Languishing for two decades in the rare original Dark & Long single, Underworld’s Thing In A Book is finally seeing the light of modern day this month. Courtesy of the 20th Anniversary Super Deluxe edition of legendary dance album, Dubnobasswithmyheadman, the wider world can appreciate what has been one of my favorite hidden gems for years now. It’s a 20 minute minimal techno monster, an otherworldly take on Dark &Long that jettisons our solar system, hitting light speed on the way to stars beyond.
There’s a methodical build to the spare insistent percussion, slowly accumulating layers of analog synth and interstellar static. Bits of guitar and monosyllabic snippets whisper by. The sound floats closer to Philip Glass and the pop ambient of Kompakt than Underworld ever dared before or after. I’m warmly reminded of legendary Detroit techno project Deepchord presents Echospace, an act assembled over a decade past this song.
My headphones access a maglev train, pinging sonar over glowing dot-matrix mountainsides. My brain locks directly into its groove on a primal level. Simply put: it’s a perfect long-form chillout techno piece.

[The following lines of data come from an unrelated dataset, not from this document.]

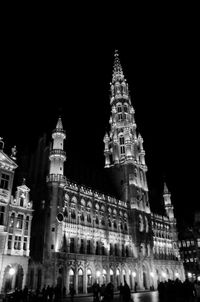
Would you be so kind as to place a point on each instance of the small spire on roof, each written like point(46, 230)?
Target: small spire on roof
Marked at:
point(13, 153)
point(59, 124)
point(166, 191)
point(1, 143)
point(117, 68)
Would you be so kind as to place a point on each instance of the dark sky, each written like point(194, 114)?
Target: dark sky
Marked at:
point(50, 69)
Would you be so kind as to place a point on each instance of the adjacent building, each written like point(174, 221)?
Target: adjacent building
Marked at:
point(89, 236)
point(189, 244)
point(15, 225)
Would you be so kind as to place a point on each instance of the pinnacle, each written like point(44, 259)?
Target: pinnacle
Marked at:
point(59, 124)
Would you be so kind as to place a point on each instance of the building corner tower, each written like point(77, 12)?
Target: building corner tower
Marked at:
point(55, 183)
point(125, 158)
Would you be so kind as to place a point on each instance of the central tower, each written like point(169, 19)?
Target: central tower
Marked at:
point(124, 152)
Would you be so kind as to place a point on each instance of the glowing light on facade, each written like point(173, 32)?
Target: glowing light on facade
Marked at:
point(11, 271)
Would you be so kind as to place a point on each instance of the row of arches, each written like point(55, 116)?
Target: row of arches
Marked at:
point(83, 275)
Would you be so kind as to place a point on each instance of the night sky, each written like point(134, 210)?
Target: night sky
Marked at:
point(49, 71)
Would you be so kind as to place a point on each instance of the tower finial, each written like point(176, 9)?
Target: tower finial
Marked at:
point(1, 143)
point(13, 153)
point(59, 123)
point(166, 191)
point(117, 68)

This is the best youtube version of the song. We’ve got a high quality stream of the music itself combined with a strangely hypnotic fan created video. The footage moves like a weirdly banal camcorder take on the time lapse photography of Godfrey Reggio, the subway tracking, sidewalk rushing connective tissue of Koyaanisqatsi. Watch it, or leave it in the background and enjoy the song purely on its own terms.
Despite its minimalist nature, the song still packs a number of Underworld’s more populist traits. More than anything, this one feels as refined as a Swiss watch, cranking up the tension through its lengthy run. There’s a certain appeal to something so unabashedly epic, yet restrained and introverted, that tears into my heart. If you haven’t heard this, you may be surprised.
I should mention the 20th anniversary reissue of Dubnobasswithmyheadman. This is a rare example of an album from the burgeoning CD era being remastered with care and delicacy. Subtle details I’d never noticed in my nearly two decades of listening were revealed. The drums are punchier, bass lines snappier. Yet the loudness war remains in distant lands, allowing the full dynamic range to stand intact. The two disc edition contains some essential early singles, but the five disc edition (seriously) holds nearly everything produced in that era, including Thing In A Book.
If you don’t have the money or patience for that massive slab of music, the whole set is streaming free on Spotify.